Altıncı günümüz cumartesi idi ve hafta sonuna en çok yakışan yer deniz kıyısı olur düşüncesi ile düştük yollara. Bahçelievler'den çıkıp Zeytinburnu'na, Veliefendi Hipodromu'nun önünden geçen bisiklet yoluna doğru ilerledim. Bisiklet yolu projesi oldukça güzel bir proje olmuş, belirtmeden edemeyeceğim. Umarım ki olabildiğince yaygınlaşır da... Sonrasında ise bir süre Zeytinburnu Sahil Yolu paralelinde uzanan bisiklet yolu ile sonrasında ise bisiklet kullanımına uygun bir güzergah seçerek İBB Florya Dinlenme Tesisleri'ne kadar pedalladım. Özellikle bu güzergahın çok hoşuma gittiğini belirtmek isterim. Durduğum her ışıkta farklı bir soruyla karşılaştım. İnsanların tepkisi ve trafikte bana karşı gösterdikleri davranışlar oldukça hoşuma gitti. Kendini bilmez bir kaç sürücüyle karşılaşsam da üstesinden geldim.
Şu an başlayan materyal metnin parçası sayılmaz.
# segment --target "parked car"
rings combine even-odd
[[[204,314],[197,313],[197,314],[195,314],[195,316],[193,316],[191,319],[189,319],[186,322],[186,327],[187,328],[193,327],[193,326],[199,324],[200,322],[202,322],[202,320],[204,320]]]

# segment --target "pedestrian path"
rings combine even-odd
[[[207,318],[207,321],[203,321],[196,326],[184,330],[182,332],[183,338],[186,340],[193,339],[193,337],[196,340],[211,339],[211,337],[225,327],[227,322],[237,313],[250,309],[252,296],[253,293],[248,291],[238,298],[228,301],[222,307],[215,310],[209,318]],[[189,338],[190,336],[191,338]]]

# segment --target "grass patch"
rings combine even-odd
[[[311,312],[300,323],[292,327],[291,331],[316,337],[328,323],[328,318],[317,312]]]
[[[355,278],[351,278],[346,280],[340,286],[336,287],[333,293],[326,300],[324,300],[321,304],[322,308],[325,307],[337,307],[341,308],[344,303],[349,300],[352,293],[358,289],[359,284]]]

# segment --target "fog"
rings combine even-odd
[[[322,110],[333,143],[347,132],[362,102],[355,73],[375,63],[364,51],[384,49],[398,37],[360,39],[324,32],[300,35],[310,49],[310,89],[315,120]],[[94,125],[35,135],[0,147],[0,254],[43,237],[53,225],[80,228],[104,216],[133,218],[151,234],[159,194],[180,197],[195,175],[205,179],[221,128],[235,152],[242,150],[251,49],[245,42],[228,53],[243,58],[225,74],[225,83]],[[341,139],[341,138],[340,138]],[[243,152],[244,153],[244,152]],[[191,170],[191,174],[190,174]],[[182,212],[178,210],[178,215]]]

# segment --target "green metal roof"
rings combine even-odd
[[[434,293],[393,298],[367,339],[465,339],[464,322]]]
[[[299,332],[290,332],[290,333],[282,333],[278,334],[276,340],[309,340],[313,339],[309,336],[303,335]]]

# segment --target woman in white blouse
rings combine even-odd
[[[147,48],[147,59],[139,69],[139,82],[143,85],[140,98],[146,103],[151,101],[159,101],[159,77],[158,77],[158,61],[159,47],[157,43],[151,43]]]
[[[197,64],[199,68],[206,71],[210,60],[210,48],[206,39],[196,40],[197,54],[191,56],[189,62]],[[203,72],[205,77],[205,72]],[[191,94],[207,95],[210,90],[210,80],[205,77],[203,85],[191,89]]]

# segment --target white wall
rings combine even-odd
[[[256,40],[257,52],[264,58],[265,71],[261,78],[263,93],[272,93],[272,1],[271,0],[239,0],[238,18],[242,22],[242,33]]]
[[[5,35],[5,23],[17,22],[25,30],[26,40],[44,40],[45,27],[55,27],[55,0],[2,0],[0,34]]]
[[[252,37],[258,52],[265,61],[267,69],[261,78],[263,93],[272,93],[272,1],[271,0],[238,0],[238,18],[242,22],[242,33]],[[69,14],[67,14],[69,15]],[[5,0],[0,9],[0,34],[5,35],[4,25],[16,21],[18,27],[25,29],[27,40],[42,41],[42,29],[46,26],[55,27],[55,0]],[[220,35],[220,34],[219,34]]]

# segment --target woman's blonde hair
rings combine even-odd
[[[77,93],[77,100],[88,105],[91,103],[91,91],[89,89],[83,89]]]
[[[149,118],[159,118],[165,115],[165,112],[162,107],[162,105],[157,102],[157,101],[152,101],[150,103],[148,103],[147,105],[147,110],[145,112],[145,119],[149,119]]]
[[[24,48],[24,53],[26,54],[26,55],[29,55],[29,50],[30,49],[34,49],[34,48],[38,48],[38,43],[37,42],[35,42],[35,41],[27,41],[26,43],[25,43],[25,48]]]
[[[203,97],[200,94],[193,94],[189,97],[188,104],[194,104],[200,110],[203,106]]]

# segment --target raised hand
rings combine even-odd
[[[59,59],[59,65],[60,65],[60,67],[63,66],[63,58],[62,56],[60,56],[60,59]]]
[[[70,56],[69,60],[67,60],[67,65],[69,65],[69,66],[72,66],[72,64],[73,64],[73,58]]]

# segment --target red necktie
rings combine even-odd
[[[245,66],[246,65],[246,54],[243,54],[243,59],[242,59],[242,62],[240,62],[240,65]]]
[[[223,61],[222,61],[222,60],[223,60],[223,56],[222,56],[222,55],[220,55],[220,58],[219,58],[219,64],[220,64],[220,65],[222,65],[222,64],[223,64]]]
Yolun bir kısmında ise 20 kişilik bir bisiklet grubuna denk geldim. Gerçekten grup halinde yapılan bir tur tek başına yapılana göre daha farklı oluyormuş. Kısa bir ışık sohbeti bu grup içerisinden güzel bir kaç dost kazandırdı bana. Tesislere vardıktan sonra verilen kısa bir molanın ardından aynı güzergah üzerinden geri döndüm. 30 - 35 km kadar sürdü bu yolculuk. Üstelik acaba daha iyisini yapabilir miyim diye düşünmeden de edemedim.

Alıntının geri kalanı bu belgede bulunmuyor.